Roughly half of the crops that we plant in the fall and harvest in the winter at Terra Firma are cole crops.  So you can imagine how we felt in late August when we discovered bagradas sucking on and killing our first planting of kale.  At first we thought the black and red Bagradas were Ladybugs, which help control aphids in brassica fields, and which they ironically resemble.   Another bit of irony:  it also turns out that the flowering allysum that we have been planting this year to attract beneficial insects to our fields also attracts the bagradas.
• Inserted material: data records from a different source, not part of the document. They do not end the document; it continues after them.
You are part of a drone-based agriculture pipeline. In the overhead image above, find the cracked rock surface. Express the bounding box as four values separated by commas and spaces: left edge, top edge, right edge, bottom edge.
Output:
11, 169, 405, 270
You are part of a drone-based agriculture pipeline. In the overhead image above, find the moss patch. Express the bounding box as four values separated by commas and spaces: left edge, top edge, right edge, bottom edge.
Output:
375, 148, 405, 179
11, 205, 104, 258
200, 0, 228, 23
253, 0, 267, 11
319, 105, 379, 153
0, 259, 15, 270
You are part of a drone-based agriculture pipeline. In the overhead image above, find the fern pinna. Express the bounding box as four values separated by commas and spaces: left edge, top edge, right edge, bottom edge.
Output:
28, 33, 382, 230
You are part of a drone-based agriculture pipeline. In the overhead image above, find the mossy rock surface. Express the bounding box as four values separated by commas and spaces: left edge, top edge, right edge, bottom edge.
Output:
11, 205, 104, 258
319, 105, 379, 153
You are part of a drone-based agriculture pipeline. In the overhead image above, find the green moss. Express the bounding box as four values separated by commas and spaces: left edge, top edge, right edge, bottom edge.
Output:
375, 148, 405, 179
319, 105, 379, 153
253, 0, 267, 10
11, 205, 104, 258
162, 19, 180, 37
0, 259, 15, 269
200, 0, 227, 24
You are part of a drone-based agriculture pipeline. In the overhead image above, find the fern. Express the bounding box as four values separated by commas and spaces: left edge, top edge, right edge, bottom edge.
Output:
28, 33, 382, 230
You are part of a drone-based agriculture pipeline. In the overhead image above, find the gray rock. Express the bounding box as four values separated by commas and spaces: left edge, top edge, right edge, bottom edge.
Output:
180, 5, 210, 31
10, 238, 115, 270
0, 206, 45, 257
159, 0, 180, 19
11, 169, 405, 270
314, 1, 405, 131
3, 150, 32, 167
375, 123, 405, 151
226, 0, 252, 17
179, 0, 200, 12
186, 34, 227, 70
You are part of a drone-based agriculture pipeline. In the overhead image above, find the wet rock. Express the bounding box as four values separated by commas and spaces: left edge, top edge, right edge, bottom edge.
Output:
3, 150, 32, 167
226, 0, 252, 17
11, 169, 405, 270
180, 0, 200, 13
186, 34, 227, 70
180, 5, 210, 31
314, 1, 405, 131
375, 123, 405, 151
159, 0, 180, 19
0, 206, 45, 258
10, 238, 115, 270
The bugs most likely arrived at our fields as hitchhikers on the broccoli and cabbage plants that we buy a nursery in Gilroy.  If the insect was a pest of a different, more widely planted crop — say, almonds or grapes — a quarantine would be in place to keep them from spreading in this way.  But with just a few (dozen thousand) acres of brassicas planted in California, state agriculture officials decided the expense was not worth the effort.  Instead, they are already working on identifying potential biocontrol agents — parasites that target the Bagrada specifically and which could be released to control them.

Our broccoli and cabbage season is just beginning, and near as we can tell, the African attacker seems to be taking about a 10% toll or less on the crops.  There’s not much more we can do other than wait and see whether the populations of the bug get bigger and more destructive next year — all our fingers and toes are permanently crossed already.